Macron was reprimanding Macron
The other explanation is that Macron may have meant
extremist and not soft nationalism, i.e. putting your country first and
destroying other countries. He is right in terms of this but this reprimanding
does not apply to Trump and his foreign policy. It’s clear that there’s a
difference between Twitter Trump and the real Trump. Twitter Trump is angry and
isolationist and he does not want to pay money and he demands other countries
to pay, like he said two days ago while addressing rich European countries.
However, the real Trump is different. He did not exit NATO like he threatened
he would and he did not isolate himself from the world as he sealed a deal with
North Korea, the world’s most isolated regime. The slogan America First did not
prevent him from imposing the harshest sanctions on the Iranian regime. America
did not turn into a colonial country that occupies other countries and steals
their wealth. America’s nationalism is moderate despite the fuss of alerts on
its president’s Twitter account.
The third interpretation of exiting nationalism and
patriotism may refer to the liberal world order.
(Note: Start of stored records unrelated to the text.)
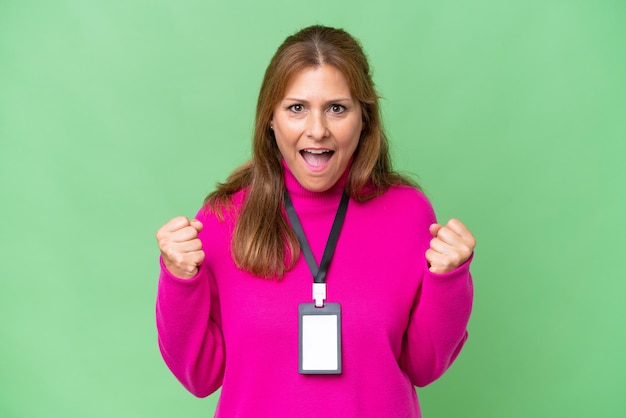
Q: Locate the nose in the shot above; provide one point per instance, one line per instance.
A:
(317, 128)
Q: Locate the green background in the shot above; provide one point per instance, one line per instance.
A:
(118, 115)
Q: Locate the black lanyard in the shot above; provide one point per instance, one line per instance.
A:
(319, 273)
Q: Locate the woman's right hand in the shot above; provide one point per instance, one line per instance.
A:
(180, 247)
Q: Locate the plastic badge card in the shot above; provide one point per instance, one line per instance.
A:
(320, 338)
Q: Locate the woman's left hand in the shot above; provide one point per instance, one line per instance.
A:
(451, 246)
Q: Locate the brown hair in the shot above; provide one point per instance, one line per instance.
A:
(263, 243)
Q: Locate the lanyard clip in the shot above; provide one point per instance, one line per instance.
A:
(319, 294)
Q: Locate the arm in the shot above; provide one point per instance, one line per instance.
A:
(190, 340)
(437, 327)
(438, 324)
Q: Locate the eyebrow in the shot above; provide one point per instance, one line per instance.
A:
(342, 99)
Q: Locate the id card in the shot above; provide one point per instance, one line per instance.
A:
(319, 339)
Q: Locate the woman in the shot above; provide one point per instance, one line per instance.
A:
(233, 278)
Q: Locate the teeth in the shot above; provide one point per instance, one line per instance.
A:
(316, 151)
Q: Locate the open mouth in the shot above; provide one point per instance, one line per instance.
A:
(316, 157)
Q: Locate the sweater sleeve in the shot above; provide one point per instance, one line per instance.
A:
(438, 321)
(190, 339)
(438, 324)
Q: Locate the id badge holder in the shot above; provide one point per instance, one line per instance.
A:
(319, 346)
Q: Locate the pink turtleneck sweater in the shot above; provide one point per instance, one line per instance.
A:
(402, 325)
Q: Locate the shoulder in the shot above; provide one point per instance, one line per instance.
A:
(402, 199)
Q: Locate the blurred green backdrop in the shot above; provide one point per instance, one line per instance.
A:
(118, 115)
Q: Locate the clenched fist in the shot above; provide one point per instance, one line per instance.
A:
(451, 246)
(180, 247)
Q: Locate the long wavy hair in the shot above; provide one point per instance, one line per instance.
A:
(263, 242)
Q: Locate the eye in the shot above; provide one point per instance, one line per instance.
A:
(337, 109)
(297, 108)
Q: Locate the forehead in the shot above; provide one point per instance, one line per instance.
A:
(319, 80)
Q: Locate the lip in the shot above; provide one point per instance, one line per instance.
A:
(316, 168)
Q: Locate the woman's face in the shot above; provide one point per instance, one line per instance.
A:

A condition to preserve this
liberal order is the presence of a nationalist state that believes in it and
protects it, like Great Britain did before and America did after World War II.
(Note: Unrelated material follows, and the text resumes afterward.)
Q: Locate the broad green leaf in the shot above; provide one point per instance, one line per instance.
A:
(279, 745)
Once again and apart from the Trumpism political rhetoric, what Pompeo and
Bolton are doing these days in terms of suffocating Tehran maintains this
liberal order and protects it from cracking and also protects it from the
emergence of other powers that spread terrorism and shed blood – unlike the
French president who fought to protect the Iranian regime for several reasons
of which the most important is protecting the interests of French companies,
i.e. for the sake of nationalist financial French interests, even if this leads
to supporting the force that destroys globalization and universality and the
co-existence he preaches. Without actually knowing it, Macron was reprimanding
Macron. This is the harmful and isolationist nationalism which Macron was
talking about, in which he was alluding to Trump. He is making the same mistake
of President Barack Obama and he’s singing the same tune, using different
lyrics. The rhetoric is global and the approach is isolationist. The words are
eloquent as they call for peace and humanity while children in eastern Ghouta
powerlessly and helplessly suffocate by poisonous gas.